Le réchauffement climatique poussera de nombreuses espèces de plantes à migrer vers le nord. Mais ce sera difficile pour l’érable à sucre (Acer saccharum) en raison des propriétés spécifiques des sols accueillant cet arbre si familier aux Québécois. Cela risque de limiter son expansion en altitude, résume une récente étude québécoise.
Car les sols de la forêt boréale que l’on rencontre plus au nord, ont un effet néfaste pour la croissance de l’érable à sucre. « Cet arbre préfère un sol plus alcalin avec les bons champignons associés à sa croissance », résume le doctorant Alexis Carteron, du Département de sciences biologiques de l’Université de Montréal et auteur principal de l’étude parue dans le Journal of Ecology.

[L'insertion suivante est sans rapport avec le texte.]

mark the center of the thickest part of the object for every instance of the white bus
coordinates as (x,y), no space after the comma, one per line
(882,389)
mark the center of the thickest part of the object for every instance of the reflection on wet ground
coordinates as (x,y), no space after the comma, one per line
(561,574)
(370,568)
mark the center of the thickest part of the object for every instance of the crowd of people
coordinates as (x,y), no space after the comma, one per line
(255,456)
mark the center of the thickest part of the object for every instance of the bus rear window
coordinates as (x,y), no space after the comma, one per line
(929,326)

De précédents travaux de recherche avaient pointé la migration limitée de certaines espèces d’arbres sur les pentes du Mont Mégantic, alors que le territoire accueille à la fois une forêt tempérée avec des feuillus et une forêt plus boréale avec des conifères.
Suivant la même piste, les chercheurs ont recueilli des échantillons de sols à différentes altitudes du versant est du Mont Saint-Joseph. Ils ont rapporté leurs chaudières de terre dans les serres du Jardin botanique de Montréal pour y créer des milieux différents (tempéré, mixte, boréal, stérile ou non) afin de faire germer leurs graines d’érables à sucre.
Les chercheurs ont réalisé que la symbiose avec les bons champignons et certaines propriétés du sol originel permettait aux pousses de mieux croître au cours des deux saisons d’étude. Les pousses sont même capables de s’adapter à un sol avec un peu plus d’acidité —c’est le cas du sol de la forêt boréale— mais pas si la terre s’avère dépourvue des microorganismes familiers cohabitant avec l’érable à sucre. « Il y a une différence à l’œil nu. Les pousses s’en sortent mieux dans les sols mixtes comparés aux sols de la forêt boréale qui renferment moins de bons nutriments », explique le chercheur.
Les premiers temps de croissance représentent un stade fragile pour les semis des érables : l’arbre pas encore établi est plus susceptible de souffrir d’un manque de nutriments que celui qui possède de fortes racines. « Les vieux arbres ont plus de ressources pour leur survie, d’où l’importance de s’intéresser à la fois à la chimie du sol et au peuplement par les microorganismes. Les deux vont jouer lors de la croissance de la jeune pousse », explique Alexis Carteron.
Le jeune chercheur s’intéresse aux interactions plantes-sols qui, pour lui, représentent une avenue de choix pour une meilleure compréhension des changements de biodiversité et même pour prédire ceux-ci.
Le réchauffement climatique pourrait être donc moins un facteur de migration qu’un facteur de stress plus grand pour cet arbre qui ne peut pas voyager avec son sol de prédilection. « Les microorganismes en lien avec les racines ne répondent pas de la même façon ni à la même vitesse aux changements du climat », souligne le chercheur. Il faudra alors s’interroger sur les bonnes conditions pour planter une espèce comme l’érable à sucre en-dehors de sa zone naturelle. Ce qui risque d’avoir un impact sur le commerce du sirop d’érable.
Difficile transition vers le Nord pour l’érable à sucre
Il s’agit d’une hypothèse intéressante, commente le Pr Yves Bergeron de l’Université du Québec en Abitibi-Témiscamingue. « Nous avions réalisé une étude similaire » qui avait aussi noté l’importance des communautés mycorhiziennes — les microchampignons qui vivent en symbiose avec les racines des arbres.
Son équipe s’intéresse aux facteurs écologiques responsables de la distribution des peuplements forestiers. Les chercheurs se sont penchés sur l’érable rouge, à la distribution plus nordique. « Les premiers sites se rendent jusqu’à la pessière, dans la partie septentrionale du territoire, c’est une espèce plus flexible que l’érable à sucre qui, lui, est à la limite de sa distribution géographique. Nous avons l’érablière la plus nordique à Rouyn et lors des feux, elle perd du terrain face aux conifères. De plus, l’érable à sucre a du mal à percer la forêt boréale car les sols ne lui correspondent pas, contrairement au peuplier faux-tremble dont la progression vers le nord est plus facile », explique encore Yves Bergeron.
Face au réchauffement, les érablières à sucre pourraient donc avoir du mal à résister aux changements. « Ce n’est pas juste une question de hausse de température mais aussi de multiplication des feux de forêts, de cohabitation avec les conifères et de sols inadaptés à cette espèce », résume-t-il.